Go to this URL in a browser: https://accounts.google.com/o/oauth2/auth?client_id=947318989803-6bn6qk8qdgf4n4g3pfee6491hc0brc4i.apps.googleusercontent.com&redirect_uri=urn%3Aietf%3Awg%3Aoauth%3A2.0%3Aoob&scope=email%20https%3A%2F%2Fwww.googleapis.com%2Fauth%2Fdocs.test%20https%3A%2F%2Fwww.googleapis.com%2Fauth%2Fdrive%20https%3A%2F%2Fwww.googleapis.com%2Fauth%2Fdrive.photos.readonly%20https%3A%2F%2Fwww.googleapis.com%2Fauth%2Fpeopleapi.readonly&response_type=code

Enter your authorization code:
··········
Mounted at /content/gdrive


In [0]:
def read_file(file_dir):
  """
  Reads in the given file and strips the whitespace and header from it.
  
  Parameters:
  file_dir: The location of the file that you want to open
  
  Returns:
  lines (list): The file in a list object.
  
  """
  file=open(file_dir)
  lines=[line.strip() for i,line in enumerate(file) if i>5]
  return lines

lines=read_file('/content/gdrive/My Drive/Colab Notebooks/birthdays.txt')

In [0]:
def create_list(file):
  """
  Takes in the raw list generated by read_file and creates the tuple of integers in the format (month, day, year, count).
  
  Parameters:
  file (list): The raw list created by the read_file function.
  
  Returns:
  new_file (list): A list of tuples in the format (month, day, year, count).
  
  """
  new_file = list()
  for line in range(365):
    new_line = file[line]
    new_line = new_line.split("\t")
    new_line[0] = new_line[0].split("/")
    new_line[0].append(new_line[1])
    new_file.append(new_line[0])
    new_file[line] = list(map(int, new_file[line]))
  return new_file

ll = create_list(lines)

__Exercise 2.2.__ 

1. Count the number of birthdays by the month (number of birthdays per month).
2. Count the number of birthdays by the day of the week. 

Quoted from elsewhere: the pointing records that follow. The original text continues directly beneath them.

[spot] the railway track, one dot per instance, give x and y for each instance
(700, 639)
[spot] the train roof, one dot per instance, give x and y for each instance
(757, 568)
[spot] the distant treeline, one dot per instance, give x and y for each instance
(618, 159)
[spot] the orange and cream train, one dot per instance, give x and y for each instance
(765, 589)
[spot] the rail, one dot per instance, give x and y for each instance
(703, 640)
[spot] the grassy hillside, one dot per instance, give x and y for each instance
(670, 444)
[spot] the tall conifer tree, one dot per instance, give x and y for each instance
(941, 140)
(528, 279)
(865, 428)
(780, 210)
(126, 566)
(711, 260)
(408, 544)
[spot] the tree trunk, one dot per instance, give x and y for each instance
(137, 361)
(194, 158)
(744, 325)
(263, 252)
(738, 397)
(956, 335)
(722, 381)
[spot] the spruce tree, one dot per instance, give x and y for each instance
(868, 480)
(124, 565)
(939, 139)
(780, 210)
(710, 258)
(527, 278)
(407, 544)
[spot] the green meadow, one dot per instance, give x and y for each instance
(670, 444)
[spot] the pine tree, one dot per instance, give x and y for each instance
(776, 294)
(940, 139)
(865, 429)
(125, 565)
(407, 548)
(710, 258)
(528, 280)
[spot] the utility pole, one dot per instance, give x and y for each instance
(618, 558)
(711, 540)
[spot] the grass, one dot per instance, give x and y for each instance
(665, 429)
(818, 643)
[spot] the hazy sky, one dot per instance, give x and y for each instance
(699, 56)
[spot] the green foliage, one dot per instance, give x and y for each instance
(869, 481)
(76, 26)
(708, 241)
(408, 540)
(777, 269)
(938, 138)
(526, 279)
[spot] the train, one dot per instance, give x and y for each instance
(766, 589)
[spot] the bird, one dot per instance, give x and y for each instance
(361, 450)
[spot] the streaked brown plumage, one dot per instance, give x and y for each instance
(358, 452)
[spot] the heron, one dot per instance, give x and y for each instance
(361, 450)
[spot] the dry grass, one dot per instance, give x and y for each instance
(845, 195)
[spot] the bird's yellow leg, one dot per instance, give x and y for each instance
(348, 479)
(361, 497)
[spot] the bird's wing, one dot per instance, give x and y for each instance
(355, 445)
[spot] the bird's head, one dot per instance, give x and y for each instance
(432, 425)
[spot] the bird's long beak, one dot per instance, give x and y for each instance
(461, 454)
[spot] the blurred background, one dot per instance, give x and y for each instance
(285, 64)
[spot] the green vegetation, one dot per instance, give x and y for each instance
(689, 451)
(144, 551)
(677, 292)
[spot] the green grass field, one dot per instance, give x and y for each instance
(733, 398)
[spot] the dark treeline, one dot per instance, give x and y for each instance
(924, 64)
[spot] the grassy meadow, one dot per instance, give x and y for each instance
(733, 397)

What conclusions can you draw? You may find the `Counter` class in the `collections` module useful.

In [11]:
import numpy as np

def bday_month(list):
  """
  Computes the number of birthdays per month.
  
  Parameters:
  list (list): The list of birthdays with tuples in the format of (month, day, year, count).
  
  Returns:
  months (array): An array of the sums where index 0 is January and index 1 is February and so forth.
  
  """
  #months = np.zeros(12)
  months = [0, 0, 0, 0, 0, 0, 0, 0, 0, 0, 0, 0]
  for i in range(0,365):
    months[list[i][0] - 1] = (months[list[i][0] - 1] + list[i][3])
  return months

bday_month(ll)
      
    

[270695,
 249875,
 276584,
 254577,
 270812,
 270756,
 294701,
 302795,
 293891,
 288955,
 274671,
 284927]

In [12]:
import numpy as np

def bday_week(list):
  """
  Computes the number of birthdays per week.
  
  Weeks are defined as starting on Monday and ending on Sunday, as such, the first week of 1978 starts on January 2nd.
  
  Parameters:
  list (list): The list of birthdays with tuples in the format of (month, day, year, count).
  
  Returns:
  weeks (array): An array of the sums where index 0 is Week 1 and index 2 is Week 2 and so forth.
  
  """
  weeks = np.zeros(52)
  day_counter = 0
  week_counter = 0
  for i in range(1, 365):
    #print(week_counter)
    weeks[week_counter] = weeks[week_counter] + list[i][3]
    day_counter += 1
    if day_counter%7 == 0:
      week_counter += 1
  return weeks

bday_week(ll)

array([59157., 61938., 61962., 61601., 61749., 62560., 62313., 62622.,
       62633., 62894., 62332., 61884., 61568., 60786., 58955., 59192.,
       59884., 60252., 60589., 60986., 61975., 61118., 62119., 62216.,
       63697., 64801., 64692., 67131., 68741., 68062., 67218., 68719.,
       68795., 67656., 67346., 67523., 69139., 69733., 69133., 67216.,
       65995., 64331., 63937., 63387., 64357., 64859., 62385., 64789.,
       64356., 65412., 65108., 63735.])

From the results of the amount of birthdays per month, it seems like it is somewhat evenly distributed. The month of August has the most at 302,795 and the month of February has the lowest at 249,875. 

This is also reflected in the amount of birthdays per week. Each week is within a few thousand birthdays with the lowest being week 15 (April 3 to April 9) at 58,955 and the highest being week 38 (September 18 to September 24) at 69,733.